"""Dataset splitting utilities.

This module provides functions for splitting datasets in anomaly detection tasks:

- Splitting normal images into training and validation sets
- Creating validation sets from test sets
- Label-aware splitting to maintain class distributions
- Random splitting with optional seed for reproducibility

These utilities are particularly useful when:

- The test set lacks normal images
- The dataset needs a validation set
- Class balance needs to be maintained during splits

Example:
    >>> from anomalib.data.utils.split import random_split
    >>> # Split dataset with 80/20 ratio
    >>> train_set, val_set = random_split(dataset, split_ratio=0.2)
    >>> len(train_set), len(val_set)
    (800, 200)

    >>> # Label-aware split preserving class distributions
    >>> splits = random_split(dataset, [0.7, 0.2, 0.1], label_aware=True)
    >>> len(splits)
    3
"""

# Copyright (C) 2022-2025 Intel Corporation
# SPDX-License-Identifier: Apache-2.0

import logging
import math
from collections.abc import Sequence
from enum import Enum
from typing import TYPE_CHECKING

import torch

if TYPE_CHECKING:
    from anomalib.data import datasets as data

logger = logging.getLogger(__name__)


class Split(str, Enum):
    """Dataset split type.

    Attributes:
        TRAIN: Training split
        VAL: Validation split
        TEST: Test split
    """

    TRAIN = "train"
    VAL = "val"
    TEST = "test"


class TestSplitMode(str, Enum):
    """Mode used to obtain test split.

    Attributes:
        NONE: No test split
        FROM_DIR: Test split from directory
        SYNTHETIC: Synthetic test split
    """

    NONE = "none"
    FROM_DIR = "from_dir"
    SYNTHETIC = "synthetic"


class ValSplitMode(str, Enum):
    """Mode used to obtain validation split.

    Attributes:
        NONE: No validation split
        SAME_AS_TEST: Use same split as test
        FROM_TRAIN: Split from training set
        FROM_TEST: Split from test set
        SYNTHETIC: Synthetic validation split
    """

    NONE = "none"
    SAME_AS_TEST = "same_as_test"
    FROM_TRAIN = "from_train"
    FROM_TEST = "from_test"
    SYNTHETIC = "synthetic"


def concatenate_datasets(
    datasets: Sequence["data.AnomalibDataset"],
) -> "data.AnomalibDataset":
    """Concatenate multiple datasets into a single dataset.

    Args:
        datasets: Sequence of at least two datasets to concatenate

    Returns:
        Combined dataset containing samples from all input datasets

    Example:
        >>> combined = concatenate_datasets([dataset1, dataset2])
        >>> len(combined) == len(dataset1) + len(dataset2)
        True
    """
    concat_dataset = datasets[0]
    for dataset in datasets[1:]:
        concat_dataset += dataset
    return concat_dataset


def random_split(
    dataset: "data.AnomalibDataset",
    split_ratio: float | Sequence[float],
    label_aware: bool = False,
    seed: int | None = None,
) -> list["data.AnomalibDataset"]:
    """Randomly split a dataset into multiple subsets.

    Args:
        dataset: Source dataset to split
        split_ratio: Split ratios that must sum to 1. If single float ``x`` is
            provided, splits into ``[1-x, x]``
        label_aware: If ``True``, maintains class label distributions in splits
        seed: Random seed for reproducibility

    Returns:
        List of dataset splits based on provided ratios

    Example:
        >>> splits = random_split(dataset, [0.7, 0.3], seed=42)
        >>> len(splits)
        2
        >>> # Label-aware splitting
        >>> splits = random_split(dataset, 0.2, label_aware=True)
        >>> len(splits)
        2
    """
    if isinstance(split_ratio, float):
        split_ratio = [1 - split_ratio, split_ratio]

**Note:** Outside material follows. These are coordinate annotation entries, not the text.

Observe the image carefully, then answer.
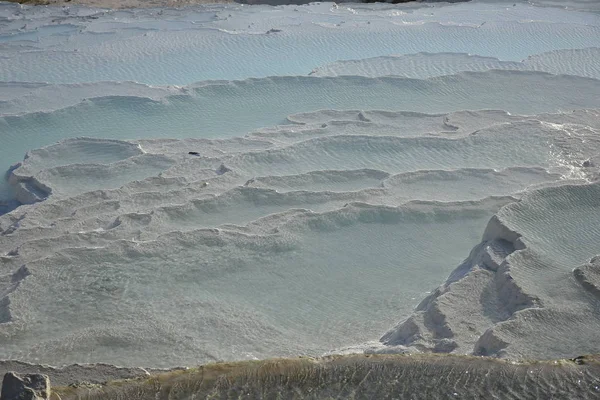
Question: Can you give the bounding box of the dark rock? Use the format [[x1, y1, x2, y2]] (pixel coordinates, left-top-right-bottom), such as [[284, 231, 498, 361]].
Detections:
[[215, 164, 231, 175], [0, 372, 50, 400]]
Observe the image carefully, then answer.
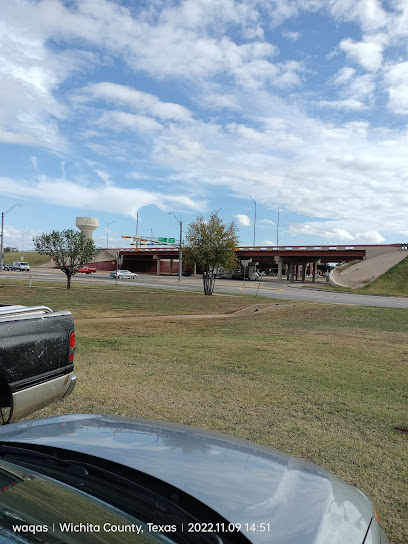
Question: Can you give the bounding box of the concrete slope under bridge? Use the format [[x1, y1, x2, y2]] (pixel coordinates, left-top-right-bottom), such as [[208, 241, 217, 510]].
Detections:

    if not (math.isclose(sum(split_ratio), 1) and sum(split_ratio) <= 1):
        msg = f"Split ratios must sum to 1, found {sum(split_ratio)}"
        raise ValueError(msg)

    if not all(0 < ratio < 1 for ratio in split_ratio):
        msg = f"All split ratios must be between 0 and 1, found {split_ratio}"
        raise ValueError(msg)

    # create list of source data
    if label_aware and "label_index" in dataset.samples:
        indices_per_label = [group.index for _, group in dataset.samples.groupby("label_index")]
        per_label_datasets = [dataset.subsample(indices) for indices in indices_per_label]
    else:
        per_label_datasets = [dataset]

    # outer list: per-label unique, inner list: random subsets with the given ratio
    subsets: list[list[data.AnomalibDataset]] = []
    # split each (label-aware) subset of source data
    for label_dataset in per_label_datasets:
        # get subset lengths
        subset_lengths = [math.floor(len(label_dataset.samples) * ratio) for ratio in split_ratio]
        for i in range(len(label_dataset.samples) - sum(subset_lengths)):
            subset_idx = i % sum(subset_lengths)
            subset_lengths[subset_idx] += 1
        if 0 in subset_lengths:
            msg = """Zero subset length encountered during splitting. This means one of your subsets
            might be empty or devoid of either normal or anomalous images."""
            logger.warning(msg)

        # perform random subsampling
        random_state = torch.Generator().manual_seed(seed) if seed else None
        indices = torch.randperm(len(label_dataset.samples), generator=random_state)
        subsets.append(
            [label_dataset.subsample(subset_indices) for subset_indices in torch.split(indices, subset_lengths)],
        )

    # invert outer/inner lists
    # outer list: subsets with the given ratio, inner list: per-label unique
    subsets = list(map(list, zip(*subsets, strict=True)))
    return [concatenate_datasets(subset) for subset in subsets]


def split_by_label(
    dataset: "data.AnomalibDataset",
) -> tuple["data.AnomalibDataset", "data.AnomalibDataset"]:
    """Split dataset into normal and anomalous subsets.

    Args:
        dataset: Dataset to split by label

    Returns:
        Tuple containing:
            - Dataset with only normal samples (label 0)
            - Dataset with only anomalous samples (label 1)

    Example:
        >>> normal, anomalous = split_by_label(dataset)
        >>> len(normal) + len(anomalous) == len(dataset)
        True
    """
    samples = dataset.samples
    normal_indices = samples[samples.label_index == 0].index
    anomalous_indices = samples[samples.label_index == 1].index

    normal_subset = dataset.subsample(list(normal_indices))
    anomalous_subset = dataset.subsample(list(anomalous_indices))
    return normal_subset, anomalous_subset